En efecto, antes de sabotear a la Alianza del Pacífico, recibió como héroe al dictador Maduro, guardó explícito silencio frente a la escandalosa violación de derechos humanos en Nicaragua y brindó resguardo al connotado líder plurinacional boliviano.
Ahora el Perú debe lidiar con otra contorsión del populista mexicano: su perturbada intención de paralizar la relación económica bilateral se ha sumado a la vulneración de la doctrina Estada, uno de los pilares de su política exterior en el siglo XX.
Sin tener en cuenta que tal pretensión atenta contra las libertades de los agentes económicos de su propio país (cuyos gremios acaban de manifestar su protesta) y los beneficios que, asimétricamente, estos obtienen en su relación con el Perú, López no ha tomado nota de las consecuencias de ese despropósito.
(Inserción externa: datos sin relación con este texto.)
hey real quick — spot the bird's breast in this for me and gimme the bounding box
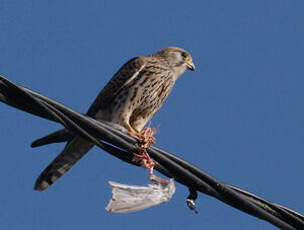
[105,69,175,130]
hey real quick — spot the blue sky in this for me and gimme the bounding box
[1,1,303,229]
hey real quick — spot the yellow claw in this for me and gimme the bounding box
[125,123,156,147]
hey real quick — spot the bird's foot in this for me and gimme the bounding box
[125,124,156,148]
[125,123,156,148]
[137,126,156,148]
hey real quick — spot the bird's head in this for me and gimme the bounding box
[154,47,195,78]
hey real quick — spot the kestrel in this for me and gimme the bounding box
[33,47,195,191]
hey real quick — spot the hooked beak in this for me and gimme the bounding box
[186,60,195,71]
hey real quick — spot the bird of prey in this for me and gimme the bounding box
[33,47,195,191]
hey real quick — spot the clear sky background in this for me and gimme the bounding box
[0,1,303,229]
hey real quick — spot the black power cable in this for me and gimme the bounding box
[1,75,303,230]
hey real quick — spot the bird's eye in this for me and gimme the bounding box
[181,52,187,59]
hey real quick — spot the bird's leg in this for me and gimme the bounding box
[124,123,140,138]
[125,123,156,147]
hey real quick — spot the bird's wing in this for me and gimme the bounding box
[31,128,72,147]
[31,57,146,148]
[34,57,147,191]
[34,136,94,191]
[86,56,146,116]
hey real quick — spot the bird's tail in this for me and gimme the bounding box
[34,136,94,191]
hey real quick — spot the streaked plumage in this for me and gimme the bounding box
[34,47,195,191]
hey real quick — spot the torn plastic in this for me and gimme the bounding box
[106,178,175,213]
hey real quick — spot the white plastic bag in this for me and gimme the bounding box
[106,177,175,213]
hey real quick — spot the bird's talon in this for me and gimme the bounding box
[137,126,156,148]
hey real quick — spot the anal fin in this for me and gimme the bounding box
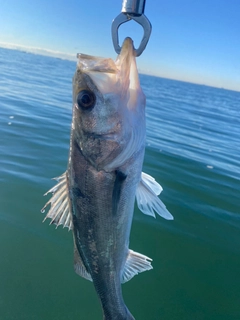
[121,249,153,283]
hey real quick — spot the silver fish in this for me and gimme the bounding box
[42,37,173,320]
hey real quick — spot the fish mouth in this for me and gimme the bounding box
[115,37,135,67]
[76,37,135,74]
[120,37,134,54]
[75,37,137,95]
[76,53,118,74]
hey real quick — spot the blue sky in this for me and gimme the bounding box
[0,0,239,91]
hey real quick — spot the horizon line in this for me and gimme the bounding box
[0,42,239,93]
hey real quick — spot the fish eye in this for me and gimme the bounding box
[77,90,96,109]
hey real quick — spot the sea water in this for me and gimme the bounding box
[0,47,240,320]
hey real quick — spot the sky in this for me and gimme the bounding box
[0,0,240,91]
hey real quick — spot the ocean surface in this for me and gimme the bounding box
[0,46,240,320]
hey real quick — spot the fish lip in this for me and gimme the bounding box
[77,53,101,60]
[115,37,135,66]
[119,37,135,56]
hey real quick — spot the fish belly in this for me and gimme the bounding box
[68,139,138,319]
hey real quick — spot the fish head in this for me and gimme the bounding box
[72,37,146,171]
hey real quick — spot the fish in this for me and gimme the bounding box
[42,37,173,320]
A la quiebra de acuerdos comerciales y de inversión internacionales regidos por la OMC, la Asociación Latinoamericana de Integración(Aladi) y otros se sumaría el cuestionamiento de México en la OCDE como economía abierta al margen del que ya padece como sujeto que violenta la Convención de Viena sobre tratados.
Esos pasivos se agregan a la erosión por el presidente de México de un pilar de su política exterior: la doctrina Estrada. Si bien el principio de no intervención –que está en la base de esa doctrina– se ha relativizado con la evolución de la interdependencia y de la nueva problemática global, esa doctrina cuestiona el reconocimiento explícito de los gobiernos. El desconocimiento expreso del Gobierno de la presidenta Boluarte y la defensa de Castillo vulnera frontalmente ese baluarte de la política exterior mexicana.
Si la persistencia de Petro es parte del mismo empeño desestabilizador de López Obrador, la reciente convocatoria por Brasil para retomar el diálogo sudamericano puede ser útil. Pero no para refundar la Unasur, ni para legitimar a la dictadura de Maduro (que Lula ha defendido), ni para replantear una zona de influencia brasileña, sino para establecer bases elementales de mitigación de obstáculos en la región que atenúen la desconfianza en América Latina tan marginada hoy de la evolución del sistema internacional.